Du hattest recht, ich habe das Häkchen nicht gesetzt. Habe jetzt das beste eingestellt (Antisotrope Filterung 16x, Antialiasing 8x supersample) aber es funktioniert einfach nicht..
Ich habe das Gefühl das die Kantenglättung nicht funktioniert, man kann das an den stufigen Armen z.B. sehen.. 
Vor allem Charaktere und Objekte die etwas weitr entfernt sind, sind sehr stufig und es ist einfach irritierend....Ist bei WoW nicht so und man sagt das Rift Grafik besser ist als WoW. (Sorry für den Vergleich aber ich habe WoW gespielt und die Grafik Enginge von WoW ist sehr alt, deswegen der Vergleich)


----------



## Liwanu (2. April 2011)

Ich habe es eben auch selbst getestet mit meiner ATI HD5870. Habe im Spiel alles bis zum Anschlag und die Kantenglättung auf "Super".
Bei der Grafikkarte habe ich selbst mal auf 16x AA gestellt.

Ja, man sieht marginale Veränderungen.
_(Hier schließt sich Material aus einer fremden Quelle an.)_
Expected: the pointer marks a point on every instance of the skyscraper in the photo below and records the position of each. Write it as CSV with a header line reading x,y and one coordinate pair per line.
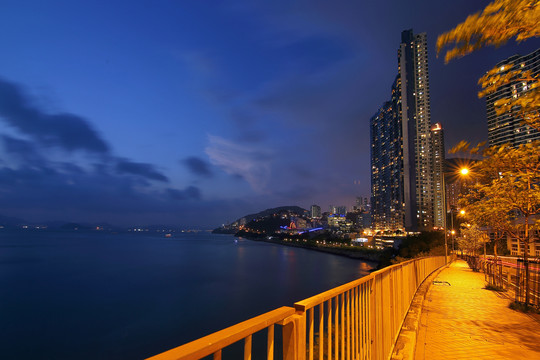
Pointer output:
x,y
404,181
438,161
508,127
Im Spiel selbst kann man die Kantenglättung sehen, jedoch bleibt immer noch eine Kantenbildung. Die Kantenglättung scheint hier in Rift "Weich zu zeichnen" statt wirklich zu glätten.

Ich habe selbst z.B. auf die "Super" Kantenglättung verzichtet, da mir das ganze wie eine art "Bloom-Effekt" erscheint, der mir doch nach einer Zeit auf die Augen geht.


----------



## Saotendo (2. April 2011)

Mein Vorschlag: Aktualisier mal deine Grafikkartentreiber.
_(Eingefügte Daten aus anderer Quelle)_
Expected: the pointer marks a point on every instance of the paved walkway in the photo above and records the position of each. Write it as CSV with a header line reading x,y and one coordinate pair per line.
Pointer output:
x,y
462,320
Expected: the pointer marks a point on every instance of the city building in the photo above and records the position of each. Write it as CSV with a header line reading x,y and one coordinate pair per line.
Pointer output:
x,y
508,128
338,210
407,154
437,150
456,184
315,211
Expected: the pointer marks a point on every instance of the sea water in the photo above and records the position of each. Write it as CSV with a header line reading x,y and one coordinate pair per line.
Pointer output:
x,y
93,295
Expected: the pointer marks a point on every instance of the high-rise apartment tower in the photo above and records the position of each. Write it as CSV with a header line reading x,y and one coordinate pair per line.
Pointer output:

Ich selbst habe eine GeForce 560 TI und ich habe die Rift das Anti-Aliasing auf "Kantenglättung" gestellt und kann mich nicht beklagen.

Bei weit entfernten NPC wird allerdings nicht kantig sondern eher weich verschwommen.


----------



## RaDon27 (2. April 2011)

Hast du inGame in den Grafikeinstellungen die Kantenglättung auf Superglättung gestellt? Die Frage hast du, falls ich das jetz nich überlesen hab, nich beantwortet. Das is so die hauptsächliche qualitätssteigernde Einstellung im Spiel.
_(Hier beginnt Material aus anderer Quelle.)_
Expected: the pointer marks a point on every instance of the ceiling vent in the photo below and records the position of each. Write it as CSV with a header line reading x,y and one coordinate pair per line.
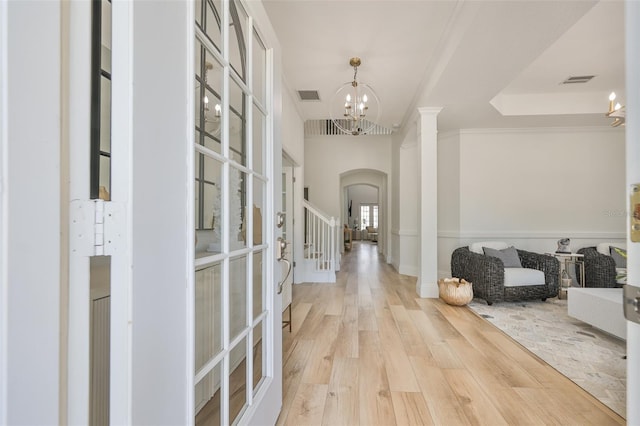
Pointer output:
x,y
578,79
309,95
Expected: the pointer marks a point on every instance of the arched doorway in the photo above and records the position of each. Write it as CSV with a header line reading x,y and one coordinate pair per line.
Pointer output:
x,y
366,191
Edit: Wie Saotendo schon geschrieben hat, von weitem kommen Objekte und Chars weichgezeichnet rüber, sobald Kantenglättung an is. Und das tuts bei deinem Screenshot ganz und garnich^^


----------



## Zroxx (2. April 2011)

RaDon27 schrieb:


> Hast du inGame in den Grafikeinstellungen die Kantenglättung auf Superglättung gestellt? Die Frage hast du, falls ich das jetz nich überlesen hab, nich beantwortet. Das is so die hauptsächliche qualitätssteigernde Einstellung im Spiel.
> 
> Edit: Wie Saotendo schon geschrieben hat, von weitem kommen Objekte und Chars weichgezeichnet rüber, sobald Kantenglättung an is. Und das tuts bei deinem Screenshot ganz und garnich^^




Ich habe vor allem auf die Kantenglättung geachtet, denn als ich in WoW das Problem hatte, hatte ich einfach vergessen Kantenglättung auf max. zu stellen.
Wollte noch einen Screenshot dazu posten aber irgendwie scheint es plötzlich zu groß zu sein..
Habe jedenfalls unter dem Reiter "Erweitert" alles ganz rechts, alles angehakt und Anti-Aliasing auf Super-Glättung.


----------



## Cazor (5. April 2011)

ich hab das Antialiasing ganz ausgeschaltet und auf einmal war alles scharf zu erkennen.. vorher sah alles ziemlich verwaschen aus, da tränten mir die Augen. 

Screenshot hab ich jetzt grad nich zur Hand aber ein (langweiliges!) Ingamevideo, mit dem ich die tolle Videofunktion getestet hab.
_*Stellt auf HD. 
*_Ich finde diese Grafikeinstellung am besten. Vergleichen tat ich die Ausgabe immer am Erscheinungsbild meines Tartagons, von glatter Oberfläche bis zur strukturierten Oberfläche mit vielen Details wie Lichteffekten, Schatten und mehr Polygonen oder wie das heisst, die die einzelnen Platten des Schildkrötenpanzers plastisch erscheinen lassen. Sieht man ganz gut in dem Video. Dazu noch eine fps sichere Weitsicht und fertig..




__ Youtube
				- Eingebundener Inhalt
			


__
youtube.com/watch/?v=G928lTUwSAE

				
				An dieser Stelle findest du externe Inhalte von Youtube. Zum Schutz deiner persönlichen Daten werden externe Einbindungen erst angezeigt, wenn du dies durch Klick auf "Alle externen Inhalte laden" bestätigst:
			

Alle externen Inhalte laden

Ich bin damit einverstanden, dass mir externe Inhalte angezeigt werden. Damit werden personenbezogene Daten an Drittplattformen übermittelt. Für mehr Informationen besuche die Datenschutz-Seite.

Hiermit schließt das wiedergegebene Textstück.